APPRENTI GIGOLO
N'est pas Woody qui veut !
En voyant la bande-annonce, on se réjouissait de voir un nouveau film de Woody Allen après le triomphe de "Blue Jasmine". Sauf que non : Woody n’est ici qu’acteur, et c’est John Turturro qui réalise la chose. Cela ne devrait être qu’un détail, c’est hélas ce qui conditionne notre ressenti sur le film : en gros, ça a l’apparence d’un Woody Allen, mais en vérité, on en est extrêmement loin. Que l’acteur mythique de "Barton Fink", également réalisateur depuis plusieurs années (ce film-là est son cinquième), ait eu envie de suivre l’exemple de celui qui fut l’un des premiers à lui offrir un petit rôle au cinéma (Turturro jouait un écrivain dans "Hannah et ses sœurs"), on peut le comprendre, mais le génie écrasant de son modèle devient ici le pire des fléaux. Parce qu’"Apprenti Gigolo" ne laisse qu’un lourd sentiment de vacuité.

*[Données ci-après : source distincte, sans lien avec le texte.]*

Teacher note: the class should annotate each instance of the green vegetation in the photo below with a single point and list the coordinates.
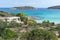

On nous annonçait donc une comédie centrée sur la prostitution masculine avec Allen dans le rôle du maquereau et Turturro dans celui de la pute, mais ce dernier n’a visiblement pas su s’en contenter. Du coup, pour envelopper davantage un tel sujet qui aura vite fait de perdre toute sa sève comique, le réalisateur en profite pour parler de New York, de la féminité, des rapports difficiles entre les sexes, de la judéité, de l’amour secret, de l’art floral, du jazz, et j’en passe… Déjà brouillon et mal équilibré à cause de cet amas d’éléments narratifs, le scénario vire au bordel incompréhensible, si bien qu’on est largué au bout d’une demi-heure à se demander où le réalisateur voulait en venir. Plus grave encore, comme il semblait inévitable de jouer le jeu des sept erreurs, le film de John Turturro manque de tout ce qui rend le cinéma de Woody Allen aussi puissant : un scénario d’une richesse souterraine assez folle, un regard acide et subtil sur les rapports humains et les mécanismes sociaux, un humour qui se mêle au tragique, et des acteurs qui ne ressemblent jamais à des coquilles vides.
Car, oui, on se demande souvent ce qui existe dans "Apprenti Gigolo" : la légèreté développée par les dialogues se révèle artificielle, l’humour ne fonctionne jamais et, comme le scénario part un peu dans tous les sens, le montage ne fait que révéler une profonde inégalité de rythme. C’est donc du côté des acteurs qu’il faudra chercher une compensation. Pas tellement du côté du tandem vedette (qui joue son rôle sans trop se forcer) ou du côté des seconds rôles (les deux couguars jouées par Sharon Stone et Sofia Vergara ne servent pas à grand-chose), mais plutôt du côté de l’inattendue Vanessa Paradis. La jeune actrice d’"Elisa" n’a jamais caché son grand talent d’actrice, et trouve ici l’un de ses plus beaux rôles : une veuve hassidim draguée par un flic sentimental (Liev Schreiber) et peu à peu titillée par le désir au contact du protagoniste. Rien que pour son regard, son sourire, sa beauté, sa perruque (si si) et l’émotion qu’elle parvient à véhiculer dans chaque plan, le film mérite un petit coup d’œil.